Livingstone credits time with Trescothick, Collingwood in isolation behind Nottingham blitzkrieg

Mayank Kumar

Mayank Kumar

Author| Jul 17, 1:13 PM

Image: Twitter
Image: Twitter

England’s new batting sensation, Liam Livingstone has credited the period of isolation after Covid-19 in England camp, where he got the time to “forget” about cricket and spend some time with Paul Collingwood and Marcus Trescothick behind his remarkable comeback to the cricket field in the first T20 of the series against Pakistan.

Livingstone was at the top of his game and smashed a 49-ball hundred against a full-strength Pakistan bowling side at the Trent Bridge in Nottingham. 

He said that he worked on getting better at consistency in hitting big shots which he was always capable of. However, he said that he never touched the bat even for once in that period of isolation.

"It was almost quite nice to chill out for 10 days and forget about cricket - just have a little bit of time away. I found a little thing with Colly and Tres at Bristol. Something just clicked. I didn't pick up a bat for 10 days and then came in yesterday and felt really good,” Livingstone said.

"Throughout my career I've been someone who has been a little bit more reckless. I've obviously got an ability to strike the ball but the thing I need to get better at is consistency. It's a technical thing, but mentally it helps to be able to stay calm when you're under pressure in a situation like I was tonight and swing a little bit less hard, knowing that you're in a better position to swing through the ball."

Paul Collingwood has taken over from Chris Silverwood for the series against Pakistan and he said that the focus was on improving Livingstone’s positioning while hitting the ball. He pointed out that the right-hander’s back hip was collapsing while attempting the big shot in the area between long-on and deep midwicket and the support staff focussed on correcting that specific part of his batting technique.

"We were really just trying to get the consistency of his striking a lot better," Collingwood explained. "We all know how far he can hit a ball and how powerful he is but having a direction and real kind of precision in his training [helps him] to understand exactly where he's hitting the ball and the trajectory of the ball coming off the bat,” Livingstone added.

"In the past he's always been a little bit frustrated that his back hip collapses, which can then make him hit the ball a lot higher than he was hoping for, just doing a little bit of work on how far that front foot goes out and getting the base a little bit better.

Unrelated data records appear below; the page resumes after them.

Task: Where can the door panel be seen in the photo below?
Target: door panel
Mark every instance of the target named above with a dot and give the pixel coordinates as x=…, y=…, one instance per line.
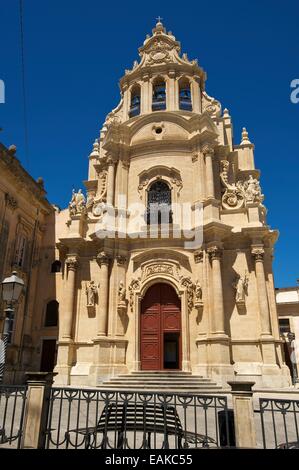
x=160, y=314
x=48, y=355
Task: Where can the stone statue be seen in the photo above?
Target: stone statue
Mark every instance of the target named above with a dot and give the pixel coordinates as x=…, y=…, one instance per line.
x=78, y=203
x=121, y=292
x=240, y=285
x=91, y=292
x=198, y=292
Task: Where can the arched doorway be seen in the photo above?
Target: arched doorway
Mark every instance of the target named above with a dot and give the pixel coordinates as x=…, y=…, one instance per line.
x=160, y=324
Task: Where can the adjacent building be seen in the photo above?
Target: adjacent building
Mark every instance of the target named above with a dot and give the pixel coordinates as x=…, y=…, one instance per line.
x=27, y=220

T20 batting can be like a golf swing, and just making sure when the beans are going and the adrenaline is going that you keep the base nice and solid so you can get consistency in the strike.

Liam Livingstone has emerged as one of the firebrand batsmen the Eoin Morgan’s England like to play with but Collingwood pointed out that hitting the ball takes a lot more than the natural talent of striking the ball. He rated Livingstone’s hundred against Pakistan “special” and one of the most exciting innings he had seen.

"He's very thoughtful and analyses quite a lot. As much as people might think that he just stands there and swings, there's a lot of thought that goes into his game. It's not just a God-given gift that he's got - he puts a lot of work and effort into this. That was as exciting an innings as I've seen out of any of our white-ball cricketers. You think you've got a real powerful unit there and then Liam does something like that - it's adding something special,” Collingwood.

Collingwood showered praise on Livingstone and said that any batsman could not have done anything better than what he did on the night against Pakistan. He commended the “frightening” attitude of Livingstone as he always analyses his game to get better every day.

"You can't do any more than what he's done last night," Collingwood said. "It's very hard not to pick a guy if he's played like that and what he gives as an overall package is very exciting - he's very much a modern T20 cricketer. He's growing all the time: he's not the finished article by any means, which is quite frightening to say,” Collingwood added.

Livingstone would not find a place in a full-strength England T20 team but the team management led by Eoin Morgan would be ecstatic to have players like him to take over from the current breed of cricketers.